Page 60 of Unexpecting

″I’m sorry?” I thought I needed to get to a toilet very quickly. I thought I was going to vomit.

″The subway. We were talking about Harry Potter—”

The cute guy on the subway? Of course. I’d think this was a neat coincidence if I wasn’t about to throw up on his shoes.

″Oh, yeah. Listen, can you hang on a second?” Leaving him hanging there, holding the bottle of wine, I headed behind the cash register, not three feet away, at a run, where I knew there was a garbage can. It’d have to do. There was no time to go to the bathroom.

I bent behind the counter, grabbed the can, and loudly emptied my stomach into it. It wasn’t much, since I hadn’t eaten much all morning, but enough to make a mess in the garbage bag. Then I retched for a couple of minutes until I finally stood upright and leaned weakly on the counter. My face was damp with sweat, and I rubbed my forehead weakly. “Sorry.”

The cute subway guy was looking at me with concern. “Are you okay?”

″I’m so sorry.” I desperately wished for a piece of gum. I took a sip from my bottle of water. Not too much, because I didn’t think it would stay down. “I’m really sorry. I just—do you want me to ring that up for you?”

″Uh, no.” He placed the bottle gently on the shelf. “Are you okay? Do you want to sit down or something?”

I leaned weakly on the counter. At least my stomach felt a bit better, which was good because nothing else did. “I’m okay. I feel a little better. I’m just—sorry. This is pretty embarrassing.”

″Don’t worry about it. I’m actually a doctor.”

″Really?” My skepticism came through loud and clear, and he laughed. He looked to be no older than nineteen. I was thinking of carding him when he bought the wine.

″Really. Why don’t you sit down? Is there something I can do for you?”

″Get me a new garbage pail? I’m fine. Let me ring that wine up for you.” I stood upright. The nausea was fading quickly, and only the humiliation remained. I thought my whole body must be red.

″I can come back for it later.”

I gave a weak wave. “I feel better—really. I guess I just needed to throw up.”

″Always makes me feel better. Do you have the flu?” He grabbed three bottles of the sauvignon I showed him earlier and brought them to the cash register.

″No,” I told him, scanning the bottles. “I’m pregnant.” That was the first time I told anyone I didn’t know. It was the first time I admitted it to a stranger, and I smiled as I tested it out again. “I’m pregnant.”

″Congratulations. Morning sickness must be a bitch.”

I gave a weak laugh. “It’s my first morning with it, and if the next couple months are anything like this, yes, it might be a bitch.”

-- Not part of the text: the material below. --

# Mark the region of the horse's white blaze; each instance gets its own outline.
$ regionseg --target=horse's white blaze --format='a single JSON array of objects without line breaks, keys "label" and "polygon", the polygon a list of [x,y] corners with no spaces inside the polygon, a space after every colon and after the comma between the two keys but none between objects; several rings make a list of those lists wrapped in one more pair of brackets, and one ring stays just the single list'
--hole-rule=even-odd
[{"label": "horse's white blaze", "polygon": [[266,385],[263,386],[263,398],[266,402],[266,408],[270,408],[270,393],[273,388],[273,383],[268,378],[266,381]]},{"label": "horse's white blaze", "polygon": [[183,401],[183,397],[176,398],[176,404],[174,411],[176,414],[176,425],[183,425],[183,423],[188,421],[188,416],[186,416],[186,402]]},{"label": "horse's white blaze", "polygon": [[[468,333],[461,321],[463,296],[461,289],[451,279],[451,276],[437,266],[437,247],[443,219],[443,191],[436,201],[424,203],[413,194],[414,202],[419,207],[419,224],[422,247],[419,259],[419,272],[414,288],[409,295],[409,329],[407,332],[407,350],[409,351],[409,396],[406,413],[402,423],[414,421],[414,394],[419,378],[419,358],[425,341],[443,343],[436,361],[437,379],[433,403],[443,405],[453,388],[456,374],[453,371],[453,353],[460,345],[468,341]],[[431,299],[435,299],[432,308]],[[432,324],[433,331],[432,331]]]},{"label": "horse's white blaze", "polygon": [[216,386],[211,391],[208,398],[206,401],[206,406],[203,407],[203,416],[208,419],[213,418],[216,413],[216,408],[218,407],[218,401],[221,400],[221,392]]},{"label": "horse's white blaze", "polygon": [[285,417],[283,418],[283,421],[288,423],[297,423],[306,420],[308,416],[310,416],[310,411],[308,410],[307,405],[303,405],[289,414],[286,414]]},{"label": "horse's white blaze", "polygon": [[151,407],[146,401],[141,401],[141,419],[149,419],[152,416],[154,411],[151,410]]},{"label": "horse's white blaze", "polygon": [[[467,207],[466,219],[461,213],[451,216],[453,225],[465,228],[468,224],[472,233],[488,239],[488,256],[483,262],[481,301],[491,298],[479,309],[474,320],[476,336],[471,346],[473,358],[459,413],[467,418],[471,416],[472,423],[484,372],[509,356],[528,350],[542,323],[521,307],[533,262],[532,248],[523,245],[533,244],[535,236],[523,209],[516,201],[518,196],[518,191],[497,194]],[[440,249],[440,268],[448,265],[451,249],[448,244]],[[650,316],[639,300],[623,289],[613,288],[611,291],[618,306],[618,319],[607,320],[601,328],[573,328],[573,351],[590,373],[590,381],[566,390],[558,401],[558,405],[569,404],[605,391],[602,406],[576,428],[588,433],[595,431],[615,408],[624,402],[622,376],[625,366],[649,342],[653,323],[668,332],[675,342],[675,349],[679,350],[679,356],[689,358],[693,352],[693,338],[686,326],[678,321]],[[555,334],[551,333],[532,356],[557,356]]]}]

″Good luck with everything,” he said as I handed him his bag. “It’s great news.”

″Thanks. You know, you saying that means more than you know. In fact, you just made me feel a whole lot better.” I smiled at him, my first true smile of the morning. Despite the utter humiliation of my having thrown up in front of such a cute stranger, my Harry Potter-lover from the subway had just turned into a ray of sunshine.

″Always happy to help.”

Chapter Twenty-Six

“Relationships can often be strained during pregnancy since not all those closely connected with the expectant mother display the support they should, due to fear of how a baby will affect the dynamics of the relationship and often because of jealousy.”

A Young Woman’s Guide to the Joy of Impending Motherhood

Dr. Francine Pascal (1941)

Ifelt queasy againwhen I met Brit and Morgan after work at the dress designer’s for a fitting for the bridesmaid dresses. Morgan was just being zipped up into her dress when I showed up.

″It’s a beautiful colour,” she was telling Brit as I was shown in.

The dress was gorgeous, and I had to give myself some credit since I was with Brit when she found it. Well, found a picture of it in a magazine, but I went with her to the designer to get her to make it. It’s an amethyst colour, ankle-length, with a flowing skirt and an Empire waist with tiny iridescent straps. Simple, but very pretty. Plus the colour goes well with my hair, which is why I fought against the harvest orange which was Brit’s first colour choice.

″Hurry up and try your dress on,” Brit told me impatiently. I decided to humour her. I’d also decided not to pretend I was happy with her lack of excitement about my pregnancy, but that would wait until later.